This would be a schema change for "smash" Ribbon, to fix some known issues with small filters, but "smash" Ribbon is not accessible in public APIs. Unit test CompactnessAndBacktrackAndFpRate updated to test small and medium-large filters. Run with --thoroughness=100 or so for much better detection power (not appropriate for continuous regression testing).
Homogenous Ribbon:
This change adds internally a Ribbon filter variant we call Homogeneous Ribbon, in collaboration with Stefan Walzer. The expected "result" value for every key is zero, instead of computed from a hash. Entropy for queries not to be false positives comes from free variables ("overhead") in the solution structure, which are populated pseudorandomly. Construction is slightly faster for not tracking result values, and never fails. Instead, FP rate can jump up whenever and whereever entries are packed too tightly. For small structures, we can choose overhead to make this FP rate jump unlikely, as seen in updated unit test CompactnessAndBacktrackAndFpRate.

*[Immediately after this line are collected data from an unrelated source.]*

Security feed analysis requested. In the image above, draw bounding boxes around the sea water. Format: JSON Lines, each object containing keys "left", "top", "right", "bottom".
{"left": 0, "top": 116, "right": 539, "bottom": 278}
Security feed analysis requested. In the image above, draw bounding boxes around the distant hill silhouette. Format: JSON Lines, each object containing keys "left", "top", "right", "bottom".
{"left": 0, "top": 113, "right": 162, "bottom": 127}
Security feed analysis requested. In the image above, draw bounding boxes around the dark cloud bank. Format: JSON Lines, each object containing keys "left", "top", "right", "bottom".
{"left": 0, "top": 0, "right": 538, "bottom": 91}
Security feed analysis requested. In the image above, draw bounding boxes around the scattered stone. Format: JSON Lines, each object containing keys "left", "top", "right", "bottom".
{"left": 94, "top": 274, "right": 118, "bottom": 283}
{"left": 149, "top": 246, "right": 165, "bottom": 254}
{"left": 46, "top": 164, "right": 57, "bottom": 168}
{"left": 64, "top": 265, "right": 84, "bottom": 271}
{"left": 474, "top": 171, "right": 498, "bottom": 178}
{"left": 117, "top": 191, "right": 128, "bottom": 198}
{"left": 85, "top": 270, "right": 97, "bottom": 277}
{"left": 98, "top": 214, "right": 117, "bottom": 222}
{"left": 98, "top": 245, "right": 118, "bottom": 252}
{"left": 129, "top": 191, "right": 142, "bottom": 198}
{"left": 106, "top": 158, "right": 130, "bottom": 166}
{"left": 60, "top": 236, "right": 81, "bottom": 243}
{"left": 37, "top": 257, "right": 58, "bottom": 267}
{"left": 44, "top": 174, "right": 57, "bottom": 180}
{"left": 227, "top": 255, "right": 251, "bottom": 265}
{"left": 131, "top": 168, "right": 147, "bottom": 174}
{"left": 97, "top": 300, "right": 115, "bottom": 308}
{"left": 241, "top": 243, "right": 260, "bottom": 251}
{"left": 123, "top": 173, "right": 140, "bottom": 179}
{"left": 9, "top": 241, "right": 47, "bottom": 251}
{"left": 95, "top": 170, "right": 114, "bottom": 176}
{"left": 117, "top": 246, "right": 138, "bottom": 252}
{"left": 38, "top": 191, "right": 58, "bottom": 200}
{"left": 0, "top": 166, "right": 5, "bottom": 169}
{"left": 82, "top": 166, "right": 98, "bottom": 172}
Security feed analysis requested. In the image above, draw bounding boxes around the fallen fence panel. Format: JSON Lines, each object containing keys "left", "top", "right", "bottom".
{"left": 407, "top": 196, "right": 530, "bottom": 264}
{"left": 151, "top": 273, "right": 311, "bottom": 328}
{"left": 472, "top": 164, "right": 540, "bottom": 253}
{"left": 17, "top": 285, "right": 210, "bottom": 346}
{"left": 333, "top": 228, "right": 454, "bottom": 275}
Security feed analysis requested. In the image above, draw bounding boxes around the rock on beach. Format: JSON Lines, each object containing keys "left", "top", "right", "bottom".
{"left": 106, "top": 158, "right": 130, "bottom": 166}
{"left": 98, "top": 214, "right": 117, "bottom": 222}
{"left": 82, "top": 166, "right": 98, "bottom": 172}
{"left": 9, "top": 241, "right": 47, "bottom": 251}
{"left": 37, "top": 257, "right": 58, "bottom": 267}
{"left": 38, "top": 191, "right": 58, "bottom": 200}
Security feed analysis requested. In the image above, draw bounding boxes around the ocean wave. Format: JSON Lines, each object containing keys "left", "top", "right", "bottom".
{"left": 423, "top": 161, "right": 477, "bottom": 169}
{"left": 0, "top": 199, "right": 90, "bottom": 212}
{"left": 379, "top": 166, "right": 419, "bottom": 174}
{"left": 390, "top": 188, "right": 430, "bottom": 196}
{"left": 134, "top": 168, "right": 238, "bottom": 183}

Unlike standard Ribbon, Homogeneous Ribbon seems to scale to arbitrary number of keys when accepting an FP rate penalty for small pockets of high FP rate in the structure. For example, 64-bit ribbon with 8 solution columns and 10% allocated space overhead for slots seems to achieve about 10.5% space overhead vs. information-theoretic minimum based on its observed FP rate with expected pockets of degradation. (FP rate is close to 1/256.) If targeting a higher FP rate with fewer solution columns, Homogeneous Ribbon can be even more space efficient, because the penalty from degradation is relatively smaller. If targeting a lower FP rate, Homogeneous Ribbon is less space efficient, as more allocated overhead is needed to keep the FP rate impact of degradation relatively under control. The new OptimizeHomogAtScale tool in ribbon_test helps to find these optimal allocation overheads for different numbers of solution columns. And Ribbon widths, with 128-bit Ribbon apparently cutting space overheads in half vs. 64-bit.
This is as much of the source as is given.